Du côté du monde domestique, de nombreux termes pour signifier la communication n’atteignent pas le monde de l’opinion, du moment où cette communication est confinée dans une cercle restreint, limité et privé.

Anecdote, aparté, confidence, compliment, discussion (si restreinte), murmures, papoter, secret.

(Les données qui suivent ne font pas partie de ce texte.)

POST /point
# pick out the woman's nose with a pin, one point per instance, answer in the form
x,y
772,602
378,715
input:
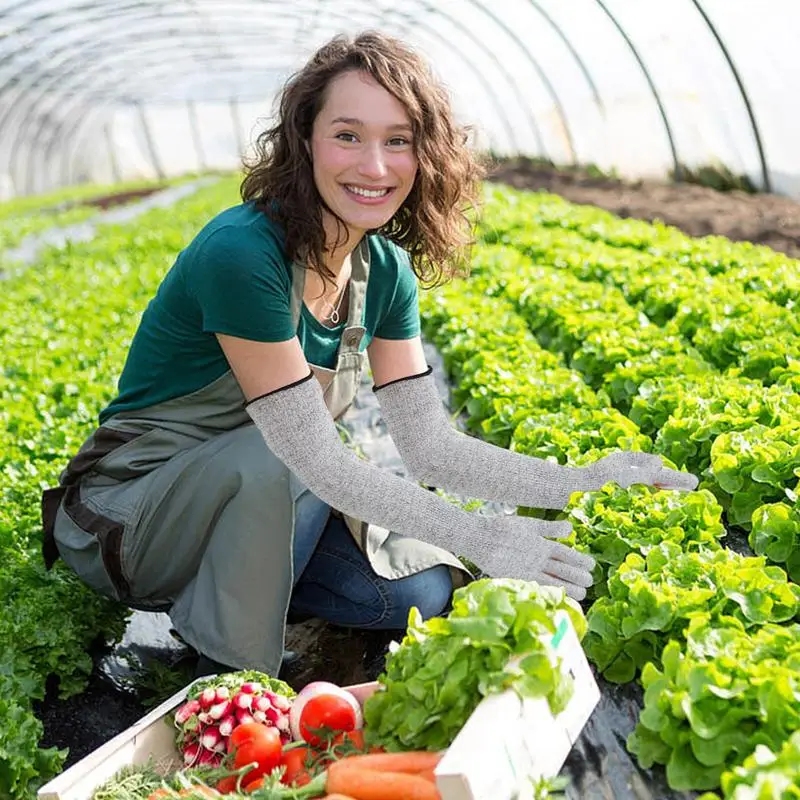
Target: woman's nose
x,y
372,163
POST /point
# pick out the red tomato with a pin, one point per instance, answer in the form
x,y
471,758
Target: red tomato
x,y
246,732
326,713
296,762
264,748
227,785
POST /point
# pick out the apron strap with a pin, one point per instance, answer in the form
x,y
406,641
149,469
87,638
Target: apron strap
x,y
359,276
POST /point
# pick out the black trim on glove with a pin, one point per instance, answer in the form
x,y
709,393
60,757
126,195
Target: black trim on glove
x,y
400,380
280,389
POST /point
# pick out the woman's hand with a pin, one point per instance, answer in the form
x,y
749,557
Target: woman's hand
x,y
627,467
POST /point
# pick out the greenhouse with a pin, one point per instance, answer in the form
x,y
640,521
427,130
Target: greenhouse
x,y
376,374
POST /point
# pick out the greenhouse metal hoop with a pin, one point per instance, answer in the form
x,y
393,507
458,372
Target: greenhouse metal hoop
x,y
431,30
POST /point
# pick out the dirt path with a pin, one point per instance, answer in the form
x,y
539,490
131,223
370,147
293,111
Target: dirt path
x,y
766,219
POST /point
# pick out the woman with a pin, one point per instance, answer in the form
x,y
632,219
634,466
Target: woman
x,y
208,488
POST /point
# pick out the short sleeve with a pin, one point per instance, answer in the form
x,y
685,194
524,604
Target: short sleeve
x,y
401,320
242,286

A l’inverse, lorsque ces paroles privées sont publicisées et donc découvertes par tous, font places des compromis établis sur la révélation consentie, et des dénonciations, fondées sur la révélation provoquée.

Compromis
Affleurer, Blog, officialiser, confession, percevoir, raconter, témoigner
Dénonciation du monde domestique par le monde de l’opinion
Caché, démasquer, décrypter, officieux, polichinelle
Dénonciation du monde de l’opinion par le monde domestique
Cajolerie, indiscret, rumeur

Enfin, ce sont les termes d’Affaire et de Scandale qui se révèlent particulièrement intéressants, au prisme de cette isotopie, dévoilant un mélange pris dans les trois mondes. Le scandale tient de la révélation de liens entre des personnes, des relations confondues tant dans le monde civique que le monde domestique. Le scandale consiste donc en la dénonciation par le monde de l’opinion d’une dénonciation du monde domestique par le monde civique : (3/1)/2. L’Affaire est sa continuité, elle prend forme au moment où les dénonciateur sont détachés de l’objet de dénonciation, au moment où l’opinion publique (ou ses porte-parole) devient elle-même la dénonciatrice. Nous comprenons que l’opinion publique, comme compromis entre monde de l’opinion et monde civique (1-2), dénonce la dénonciation du monde domestique par le monde civique (3/1). L’Affaire est donc formulable comme (3/1)/(2-1). Si nous nous arrêtons là quant à ces deux termes et leurs mouvements, l’analyse, dans le chapitre VII, des récits médiatiques à propos des rumeurs d’infidélités entre Nicolas Sarkozy et Carla Bruni, survenues en avril 2010, reviendra sur ces concepts pour saisir l’itinéraire d’une rumeur devenue Affaire, découvrant alors les jeux entre ces différents médiats au creux des espaces de signification de notre objet d’étude.

Notes
555.

MOUILLAUD & TETU, 1989, op. cit. p. 130.

556.

Une ambiguïté à l’origine, par ailleurs, de notre déplacement de la dyade espace privé/espace public à la triade monde domestique/monde de l’opinion/monde civique.

557.

BOLTANSKI & THEVENOT, 1991, op. cit. p. 386.